= Operation Hornbill (World War II) =

Operation Hornbill was a proposed commando operation by Australian forces during World War II. The operation was proposed by Ivan Lyon following the success of Operation Jaywick.

A precursor to Operation Rimau, it was an ambitious plan by Ivan Lyon to sabotage Japanese military operations in the Pacific by using so called Snake Boats; a craft made to look like an Asian junk, which were to be built in Melbourne, Australia. A number of folboats and fifteen one-man submersible canoes, called 'Sleeping Beauties' (SBs) were to be deployed from the junks. The operation was to be formed and launched from the Allies’ strategic area of the Nautilus islands.

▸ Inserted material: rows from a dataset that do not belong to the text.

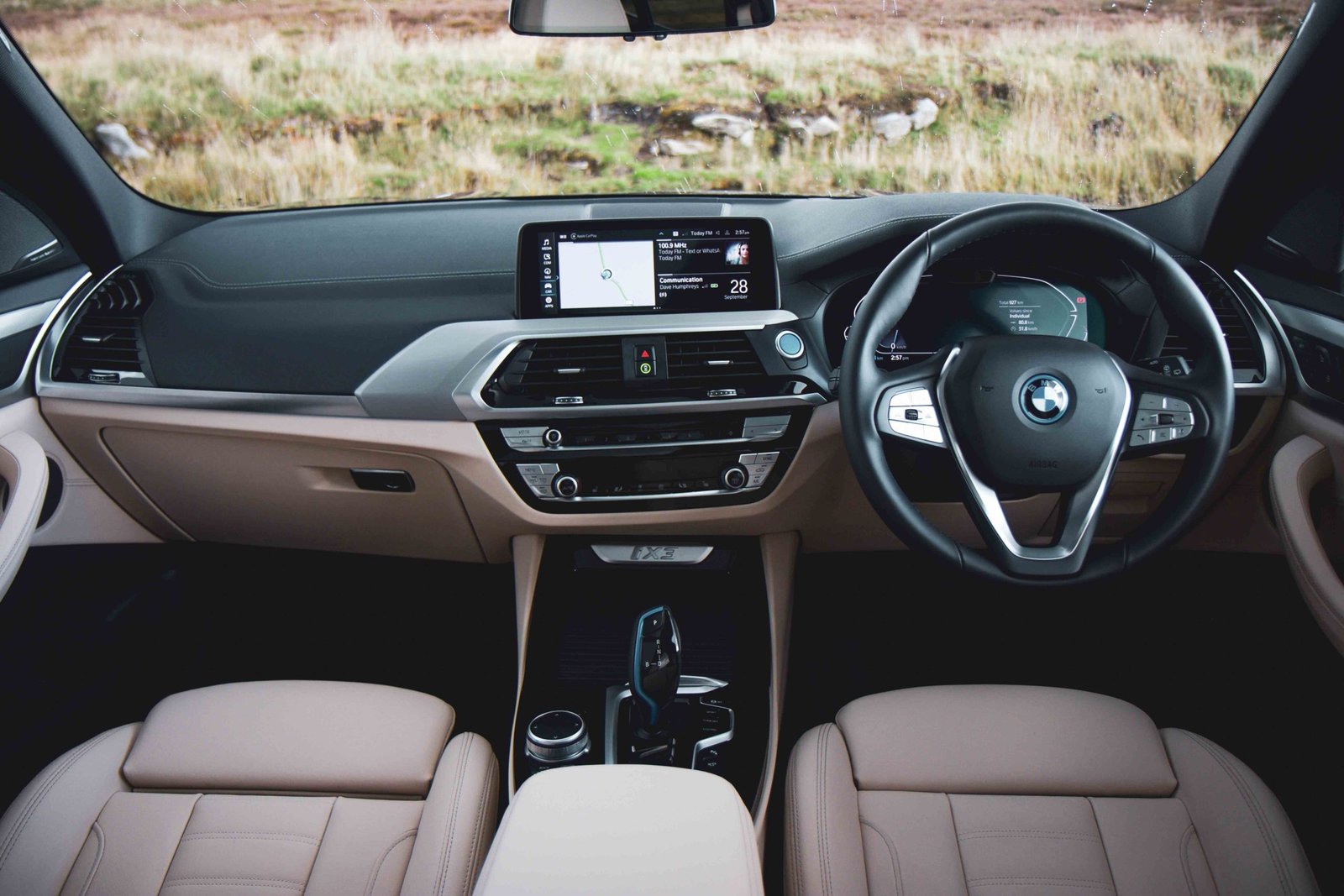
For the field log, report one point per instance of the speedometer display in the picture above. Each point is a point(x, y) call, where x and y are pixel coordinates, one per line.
point(947, 312)
point(1021, 305)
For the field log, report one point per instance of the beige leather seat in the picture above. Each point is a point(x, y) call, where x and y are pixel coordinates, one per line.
point(1026, 792)
point(262, 789)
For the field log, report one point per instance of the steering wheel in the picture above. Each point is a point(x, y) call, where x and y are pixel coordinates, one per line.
point(1037, 414)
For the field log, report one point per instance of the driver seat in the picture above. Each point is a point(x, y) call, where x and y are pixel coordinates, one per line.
point(1021, 792)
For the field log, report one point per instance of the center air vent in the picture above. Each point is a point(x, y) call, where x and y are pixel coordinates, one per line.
point(1241, 340)
point(105, 343)
point(549, 367)
point(600, 369)
point(711, 358)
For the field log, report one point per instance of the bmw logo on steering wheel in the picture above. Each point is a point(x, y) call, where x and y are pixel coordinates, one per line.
point(1045, 399)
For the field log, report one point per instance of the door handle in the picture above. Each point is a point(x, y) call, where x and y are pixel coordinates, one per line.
point(24, 465)
point(1299, 468)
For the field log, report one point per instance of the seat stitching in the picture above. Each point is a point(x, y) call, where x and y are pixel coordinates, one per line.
point(1249, 799)
point(480, 829)
point(1101, 839)
point(250, 835)
point(378, 868)
point(1184, 860)
point(40, 794)
point(1028, 835)
point(795, 841)
point(891, 851)
point(186, 826)
point(255, 884)
point(822, 812)
point(318, 846)
point(1038, 882)
point(97, 860)
point(233, 879)
point(450, 835)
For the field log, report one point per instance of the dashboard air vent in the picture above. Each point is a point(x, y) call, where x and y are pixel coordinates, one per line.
point(105, 343)
point(551, 367)
point(711, 358)
point(1241, 343)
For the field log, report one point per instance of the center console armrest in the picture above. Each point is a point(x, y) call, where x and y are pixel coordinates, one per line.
point(597, 831)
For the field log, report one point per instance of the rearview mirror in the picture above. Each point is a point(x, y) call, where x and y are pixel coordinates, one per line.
point(636, 18)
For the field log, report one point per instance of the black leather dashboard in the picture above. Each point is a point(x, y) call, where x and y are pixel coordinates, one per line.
point(312, 302)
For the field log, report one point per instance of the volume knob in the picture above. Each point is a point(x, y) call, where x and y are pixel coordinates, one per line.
point(566, 485)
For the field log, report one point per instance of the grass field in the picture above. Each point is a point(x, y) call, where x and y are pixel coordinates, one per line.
point(255, 103)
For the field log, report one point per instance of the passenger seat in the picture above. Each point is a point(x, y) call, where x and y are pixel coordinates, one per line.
point(266, 788)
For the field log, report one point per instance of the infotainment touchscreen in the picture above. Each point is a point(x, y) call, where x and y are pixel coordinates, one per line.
point(645, 266)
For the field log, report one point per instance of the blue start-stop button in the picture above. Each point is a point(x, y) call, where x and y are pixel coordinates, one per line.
point(790, 344)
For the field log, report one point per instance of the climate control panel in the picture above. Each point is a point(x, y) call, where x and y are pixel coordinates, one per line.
point(613, 465)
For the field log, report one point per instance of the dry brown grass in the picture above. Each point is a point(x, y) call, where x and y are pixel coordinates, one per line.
point(307, 105)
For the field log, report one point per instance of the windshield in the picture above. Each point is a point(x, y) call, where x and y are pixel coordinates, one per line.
point(255, 103)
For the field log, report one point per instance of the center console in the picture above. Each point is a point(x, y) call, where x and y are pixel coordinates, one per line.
point(647, 463)
point(620, 831)
point(648, 654)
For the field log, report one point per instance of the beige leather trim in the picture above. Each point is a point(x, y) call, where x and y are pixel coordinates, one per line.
point(779, 557)
point(1297, 469)
point(819, 497)
point(320, 736)
point(85, 515)
point(459, 821)
point(42, 832)
point(1005, 739)
point(615, 831)
point(528, 566)
point(24, 465)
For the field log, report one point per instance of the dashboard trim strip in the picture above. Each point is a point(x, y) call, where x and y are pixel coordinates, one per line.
point(40, 340)
point(463, 358)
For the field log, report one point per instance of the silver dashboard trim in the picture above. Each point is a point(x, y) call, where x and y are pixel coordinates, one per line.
point(40, 338)
point(461, 358)
point(47, 385)
point(1077, 528)
point(640, 446)
point(628, 553)
point(1310, 322)
point(1276, 380)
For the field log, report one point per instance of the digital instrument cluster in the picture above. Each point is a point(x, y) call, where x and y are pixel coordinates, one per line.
point(951, 308)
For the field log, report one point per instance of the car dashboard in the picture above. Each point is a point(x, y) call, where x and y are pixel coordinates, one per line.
point(429, 371)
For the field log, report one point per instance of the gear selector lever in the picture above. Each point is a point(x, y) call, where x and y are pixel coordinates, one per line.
point(655, 674)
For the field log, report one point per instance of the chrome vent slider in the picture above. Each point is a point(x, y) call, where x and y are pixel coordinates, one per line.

Addendum to the above. 'Sleeping Beauties' were the adopted codename, they were Motor Submersible Canoes (MSC's) electrically propelled but could be sailed or paddled.

Whilst the SBs were to be British, they planned to use folboats (folding kayaks) built in Melbourne, Australia, as Lyon's 2IC, Lieutenant Donald Davidson RNVR, RANVR, was not happy with the British folboats brought over and used for Operation Jaywick. They had a lot of trouble simply putting them together, then Lyon's was damaged beyond proper repair when he collided with Davidson's during a try-out. As the Melbourne Hoehn design MKIII folboat became very well regarded for performance by Australian Commandos and proved to be very reliable in various sea and river operations, they were chosen and used for Operation Rimau (Rimau was formerly known as 'The Second Singapore Raid' before official secrecy was lifted).

With the preparation for Hornbill and future Australian based raids, three other small portable craft designs were submitted to the army, namely by Slazengers, Webb and Barr, but all were rejected mainly for poor seaworthiness and lack of manoeuvrability. Serviceman Sapper Webb's 'collapsible canoe', of which 20 were built by Hedleys Folboat section for army testing, were found to be extremely unstable in any but flat water and also infringed Hoehn's patent.

'Special Operations Executive' (SOE), the British clandestine warfare agency, was behind Ivan Lyon's scheme, but because of the shortage of required submarines to help reconnoiter and deploy the small craft, and the growing complexity of the plan, the project was eventually shelved.